Все тесней обступали шоссе кучугуры — раскаленные, выбеленные под солнцем до боли в глазах. Горячая жесткая духота иссушала губы и горло, точно потрескавшуюся корку земли, давила на уши, обжигала кожу. Алешковские пески истекали жарой, лежали в желтом, как дымка, зное.
Дорога была завалена сломанными повозками, брошенными пожитками: впереди наших частей брели на восток толпы беженцев. Путь по безводным пескам, по Таврийской степи, — особенно для детей, стариков и женщин, — был нелегок. Об этом свидетельствовали свежие могилы на обочинах, попадавшиеся на каждом шагу. Все чаще встречались отставшие семьи, обессилевшие матери с детишками на руках. Моряки отдавали последнюю воду из фляг, брали детей и несли по степной дороге. Но такое соседство было для беженцев не менее страшным, чем жажда и зной: за колоннами наших частей охотились вражеские самолеты.
У людского горя на дорогах не было уже ни слез, ни жалоб, ни возмущения — только немая надежда… Потом снова разгорелись бои: немцы теснили наши войска и с севера и с запада. Открытые степи создавали прекрасный оперативный простор для бронетанковых соединений врага: их нечем было остановить. Но зачем об этом рассказывать Иволгину…

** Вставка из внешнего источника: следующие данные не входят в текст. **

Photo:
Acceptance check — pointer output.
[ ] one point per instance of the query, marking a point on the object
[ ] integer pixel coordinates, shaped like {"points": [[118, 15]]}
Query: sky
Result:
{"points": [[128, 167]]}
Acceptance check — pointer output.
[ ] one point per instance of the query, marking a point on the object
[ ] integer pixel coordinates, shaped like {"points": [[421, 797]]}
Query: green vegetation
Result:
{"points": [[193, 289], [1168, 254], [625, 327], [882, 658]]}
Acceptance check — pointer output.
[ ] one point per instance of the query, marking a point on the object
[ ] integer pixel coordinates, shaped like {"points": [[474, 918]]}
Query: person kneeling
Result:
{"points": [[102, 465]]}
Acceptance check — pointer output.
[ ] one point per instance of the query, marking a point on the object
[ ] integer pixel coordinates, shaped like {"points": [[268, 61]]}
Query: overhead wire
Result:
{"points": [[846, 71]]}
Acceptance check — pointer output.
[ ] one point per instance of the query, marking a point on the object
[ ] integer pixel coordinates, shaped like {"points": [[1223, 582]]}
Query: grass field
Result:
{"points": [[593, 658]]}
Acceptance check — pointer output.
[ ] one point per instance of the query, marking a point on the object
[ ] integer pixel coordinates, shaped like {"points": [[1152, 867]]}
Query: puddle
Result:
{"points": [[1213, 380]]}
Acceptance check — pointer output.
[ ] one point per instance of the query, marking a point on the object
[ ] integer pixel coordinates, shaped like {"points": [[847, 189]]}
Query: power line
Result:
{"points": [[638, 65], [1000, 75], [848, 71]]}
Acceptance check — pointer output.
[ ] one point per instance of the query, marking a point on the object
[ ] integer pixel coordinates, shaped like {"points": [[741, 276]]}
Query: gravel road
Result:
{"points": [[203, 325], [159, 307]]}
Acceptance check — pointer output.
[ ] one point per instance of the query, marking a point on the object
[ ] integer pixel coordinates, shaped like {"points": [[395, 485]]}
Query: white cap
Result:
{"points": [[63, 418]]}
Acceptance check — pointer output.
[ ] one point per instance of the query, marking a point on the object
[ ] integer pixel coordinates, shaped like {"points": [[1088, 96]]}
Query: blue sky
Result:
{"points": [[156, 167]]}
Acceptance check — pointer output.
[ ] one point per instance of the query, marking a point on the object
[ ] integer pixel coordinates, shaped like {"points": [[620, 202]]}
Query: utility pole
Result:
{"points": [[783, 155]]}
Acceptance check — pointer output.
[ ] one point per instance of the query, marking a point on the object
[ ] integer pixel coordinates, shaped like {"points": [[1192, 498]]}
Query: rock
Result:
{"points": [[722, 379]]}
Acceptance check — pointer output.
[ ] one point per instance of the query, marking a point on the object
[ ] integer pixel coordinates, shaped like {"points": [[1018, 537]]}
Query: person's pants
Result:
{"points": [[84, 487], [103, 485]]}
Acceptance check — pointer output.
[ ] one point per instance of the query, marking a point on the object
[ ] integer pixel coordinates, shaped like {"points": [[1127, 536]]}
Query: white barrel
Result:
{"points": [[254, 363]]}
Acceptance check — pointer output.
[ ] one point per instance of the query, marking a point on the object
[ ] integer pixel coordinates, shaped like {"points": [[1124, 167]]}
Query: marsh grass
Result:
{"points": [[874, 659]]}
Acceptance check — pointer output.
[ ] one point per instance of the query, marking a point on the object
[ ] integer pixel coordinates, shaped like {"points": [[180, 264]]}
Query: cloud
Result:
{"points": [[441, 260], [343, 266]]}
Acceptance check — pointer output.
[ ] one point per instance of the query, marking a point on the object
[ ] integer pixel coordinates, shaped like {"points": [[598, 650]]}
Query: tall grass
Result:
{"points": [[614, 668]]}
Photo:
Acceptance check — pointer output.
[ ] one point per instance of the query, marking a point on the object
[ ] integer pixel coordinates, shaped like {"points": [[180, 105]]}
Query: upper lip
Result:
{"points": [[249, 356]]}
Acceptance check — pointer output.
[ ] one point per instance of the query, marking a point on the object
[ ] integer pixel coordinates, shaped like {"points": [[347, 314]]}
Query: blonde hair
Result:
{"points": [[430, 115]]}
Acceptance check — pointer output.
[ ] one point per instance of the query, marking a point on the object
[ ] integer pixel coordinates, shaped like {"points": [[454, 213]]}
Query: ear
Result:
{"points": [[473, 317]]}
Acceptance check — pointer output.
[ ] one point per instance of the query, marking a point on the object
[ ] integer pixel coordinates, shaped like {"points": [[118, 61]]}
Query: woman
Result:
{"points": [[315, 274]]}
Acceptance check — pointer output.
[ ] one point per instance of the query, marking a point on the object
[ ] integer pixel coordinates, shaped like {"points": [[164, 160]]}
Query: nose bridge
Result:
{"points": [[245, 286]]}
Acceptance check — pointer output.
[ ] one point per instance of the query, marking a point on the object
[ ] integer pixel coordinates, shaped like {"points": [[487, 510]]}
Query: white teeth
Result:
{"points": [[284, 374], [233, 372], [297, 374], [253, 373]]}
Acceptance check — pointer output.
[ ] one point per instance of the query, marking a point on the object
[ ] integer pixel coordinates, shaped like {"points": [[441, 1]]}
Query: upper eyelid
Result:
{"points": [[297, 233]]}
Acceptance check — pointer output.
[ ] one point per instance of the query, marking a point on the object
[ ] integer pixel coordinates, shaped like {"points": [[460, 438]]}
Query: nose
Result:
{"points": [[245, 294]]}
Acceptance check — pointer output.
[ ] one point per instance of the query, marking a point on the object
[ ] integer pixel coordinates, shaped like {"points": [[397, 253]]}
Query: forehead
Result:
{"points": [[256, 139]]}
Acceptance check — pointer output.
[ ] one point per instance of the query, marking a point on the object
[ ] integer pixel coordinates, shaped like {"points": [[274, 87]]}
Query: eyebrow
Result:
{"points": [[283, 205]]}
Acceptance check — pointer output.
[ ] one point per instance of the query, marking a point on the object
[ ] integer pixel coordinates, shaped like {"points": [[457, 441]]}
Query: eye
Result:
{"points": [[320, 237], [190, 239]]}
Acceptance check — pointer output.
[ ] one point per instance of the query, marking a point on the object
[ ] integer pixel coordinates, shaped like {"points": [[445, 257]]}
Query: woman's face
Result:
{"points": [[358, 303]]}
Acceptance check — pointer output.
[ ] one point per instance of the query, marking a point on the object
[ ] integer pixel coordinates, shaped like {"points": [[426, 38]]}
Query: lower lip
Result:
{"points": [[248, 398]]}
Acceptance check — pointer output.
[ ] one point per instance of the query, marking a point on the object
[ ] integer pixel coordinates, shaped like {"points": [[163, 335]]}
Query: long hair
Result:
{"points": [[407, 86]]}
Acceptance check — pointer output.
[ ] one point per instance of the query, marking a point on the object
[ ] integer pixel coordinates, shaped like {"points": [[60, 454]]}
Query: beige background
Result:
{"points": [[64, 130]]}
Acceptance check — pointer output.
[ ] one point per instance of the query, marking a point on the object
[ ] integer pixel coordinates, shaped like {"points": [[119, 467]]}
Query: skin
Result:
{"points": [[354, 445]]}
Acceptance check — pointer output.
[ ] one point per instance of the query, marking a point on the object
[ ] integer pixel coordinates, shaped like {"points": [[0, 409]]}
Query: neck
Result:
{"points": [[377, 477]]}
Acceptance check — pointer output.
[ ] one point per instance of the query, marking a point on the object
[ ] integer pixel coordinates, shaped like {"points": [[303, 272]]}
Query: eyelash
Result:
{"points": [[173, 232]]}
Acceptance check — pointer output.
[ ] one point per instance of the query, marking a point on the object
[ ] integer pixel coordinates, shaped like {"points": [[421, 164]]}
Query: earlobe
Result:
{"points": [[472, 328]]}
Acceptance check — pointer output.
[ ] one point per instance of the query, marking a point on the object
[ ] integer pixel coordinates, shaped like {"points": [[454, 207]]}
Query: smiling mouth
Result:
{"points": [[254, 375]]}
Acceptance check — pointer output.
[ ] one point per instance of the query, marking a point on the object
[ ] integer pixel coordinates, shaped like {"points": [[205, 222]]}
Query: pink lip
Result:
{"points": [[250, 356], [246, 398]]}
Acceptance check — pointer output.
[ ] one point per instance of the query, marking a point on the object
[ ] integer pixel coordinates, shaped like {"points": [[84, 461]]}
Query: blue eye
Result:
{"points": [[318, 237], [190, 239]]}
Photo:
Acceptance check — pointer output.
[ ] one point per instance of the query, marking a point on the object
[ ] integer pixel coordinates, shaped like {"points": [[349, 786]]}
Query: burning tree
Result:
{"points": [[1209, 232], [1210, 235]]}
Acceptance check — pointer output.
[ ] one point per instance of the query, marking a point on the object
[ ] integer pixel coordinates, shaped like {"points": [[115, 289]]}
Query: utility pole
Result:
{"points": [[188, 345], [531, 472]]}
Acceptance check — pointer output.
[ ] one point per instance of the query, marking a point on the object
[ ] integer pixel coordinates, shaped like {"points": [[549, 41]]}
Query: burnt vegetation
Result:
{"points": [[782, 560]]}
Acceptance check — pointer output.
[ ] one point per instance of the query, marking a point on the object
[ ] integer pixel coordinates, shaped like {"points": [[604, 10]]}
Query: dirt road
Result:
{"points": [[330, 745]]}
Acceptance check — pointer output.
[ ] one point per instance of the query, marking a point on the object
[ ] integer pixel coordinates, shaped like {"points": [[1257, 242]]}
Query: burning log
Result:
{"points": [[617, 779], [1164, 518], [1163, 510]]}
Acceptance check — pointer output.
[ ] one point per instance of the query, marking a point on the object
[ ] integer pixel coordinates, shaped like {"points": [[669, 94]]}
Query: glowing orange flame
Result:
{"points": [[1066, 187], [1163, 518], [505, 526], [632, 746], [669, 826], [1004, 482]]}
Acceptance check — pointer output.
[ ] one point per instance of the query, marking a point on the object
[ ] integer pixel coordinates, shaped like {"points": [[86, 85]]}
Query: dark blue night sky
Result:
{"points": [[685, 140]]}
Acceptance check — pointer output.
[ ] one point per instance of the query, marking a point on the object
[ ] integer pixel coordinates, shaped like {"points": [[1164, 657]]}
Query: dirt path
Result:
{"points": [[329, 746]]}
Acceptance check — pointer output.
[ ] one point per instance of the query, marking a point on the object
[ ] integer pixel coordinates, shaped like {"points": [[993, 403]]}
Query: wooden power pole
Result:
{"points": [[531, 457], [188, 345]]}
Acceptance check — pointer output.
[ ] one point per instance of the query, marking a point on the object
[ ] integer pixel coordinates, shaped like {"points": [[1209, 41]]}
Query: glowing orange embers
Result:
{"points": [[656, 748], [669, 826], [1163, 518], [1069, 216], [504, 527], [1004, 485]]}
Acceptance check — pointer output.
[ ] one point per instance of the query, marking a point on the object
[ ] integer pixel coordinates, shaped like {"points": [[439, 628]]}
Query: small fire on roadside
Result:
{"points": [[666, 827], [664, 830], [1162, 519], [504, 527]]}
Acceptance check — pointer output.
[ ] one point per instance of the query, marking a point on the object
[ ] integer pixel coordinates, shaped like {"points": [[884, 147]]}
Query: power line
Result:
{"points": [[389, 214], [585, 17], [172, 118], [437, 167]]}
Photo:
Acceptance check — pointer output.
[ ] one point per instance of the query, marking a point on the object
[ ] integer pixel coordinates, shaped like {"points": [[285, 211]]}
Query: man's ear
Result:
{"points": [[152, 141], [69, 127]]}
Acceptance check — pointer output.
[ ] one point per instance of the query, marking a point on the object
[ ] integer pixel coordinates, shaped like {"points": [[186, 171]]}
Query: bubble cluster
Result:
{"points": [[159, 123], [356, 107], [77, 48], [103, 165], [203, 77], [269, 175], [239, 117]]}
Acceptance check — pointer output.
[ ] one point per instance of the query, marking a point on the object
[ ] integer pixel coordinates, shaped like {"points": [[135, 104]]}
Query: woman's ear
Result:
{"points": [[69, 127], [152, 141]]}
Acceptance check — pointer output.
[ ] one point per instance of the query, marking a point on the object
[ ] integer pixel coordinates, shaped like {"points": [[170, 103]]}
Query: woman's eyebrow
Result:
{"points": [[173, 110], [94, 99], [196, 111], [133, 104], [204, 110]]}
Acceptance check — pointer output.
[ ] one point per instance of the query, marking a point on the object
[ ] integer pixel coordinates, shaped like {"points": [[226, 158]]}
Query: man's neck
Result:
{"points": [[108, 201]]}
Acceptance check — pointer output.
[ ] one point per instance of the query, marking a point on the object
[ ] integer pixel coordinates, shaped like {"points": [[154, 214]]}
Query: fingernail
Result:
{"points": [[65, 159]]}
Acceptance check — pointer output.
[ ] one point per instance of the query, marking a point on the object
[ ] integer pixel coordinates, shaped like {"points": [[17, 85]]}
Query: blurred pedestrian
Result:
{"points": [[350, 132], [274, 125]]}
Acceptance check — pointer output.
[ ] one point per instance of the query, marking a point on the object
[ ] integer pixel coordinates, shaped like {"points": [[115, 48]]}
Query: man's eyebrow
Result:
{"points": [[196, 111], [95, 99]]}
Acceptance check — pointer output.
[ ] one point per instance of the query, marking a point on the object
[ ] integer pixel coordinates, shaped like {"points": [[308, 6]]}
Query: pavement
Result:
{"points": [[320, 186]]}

Колька долго надеялся, что наши свернут на Скадовск, где он разыщет отца. Но после Чаплинки понял: у отступавших остался по сути единственный путь: к Перекопу.
На Сивашах возводилась плотная многослойная оборони. Сюда стекались, как обмелевшие реки, наши измотанные войска: от Херсона, Запорожья и Приазовья. Их спешно переформировывали, пополняли, вооружали. Солдаты Приморской армии и моряки-черноморцы строили доты, пулеметные гнезда, противотанковые рвы — все то, из чего состоит глубоко эшелонированная оборона. Подвозились морские орудия, устанавливались на перешейках, соединяющих полуостров с материком. Но самое главное, вновь поднимался дух у бойцов, вновь появилась вера, что это — последний рубеж отступления. Разве такую преграду осилят фашисты? Рядом — наши аэродромы, Черноморский флот, свежие морские полки севастопольцев. Наконец-то враг себе сломит шею!
Ранняя осень рябила тусклую воду Гнилого моря, высветливала прозрачной дымкой береговые рыжие кручи, уходящие вдаль, к Арабатской Стрелке. Встречались азовские и каркинитские ветры, и зажатые ими стояли над перешейками брюхатые облака. Ворчали над Сивашами грозы, кропили живительными дождями убитую зноем степь. И степь оживала, свежела, полнилась запахом трав и воскресшей перворожденной земли. Даже окаменевшая соль, которую выпарило за лето немилосердное солнце, вновь обретала свой первозданный запах морей. Навстречу поголубевшему небу опять распускались дикая желтизна молочая, степная ромашка, блеклые поздние маки. Казалось, все вокруг расправляло плечи, вбирало в себя родниковую осеннюю ясность, чтобы встретить грядущий бой с обновленной и девственно чистой душой.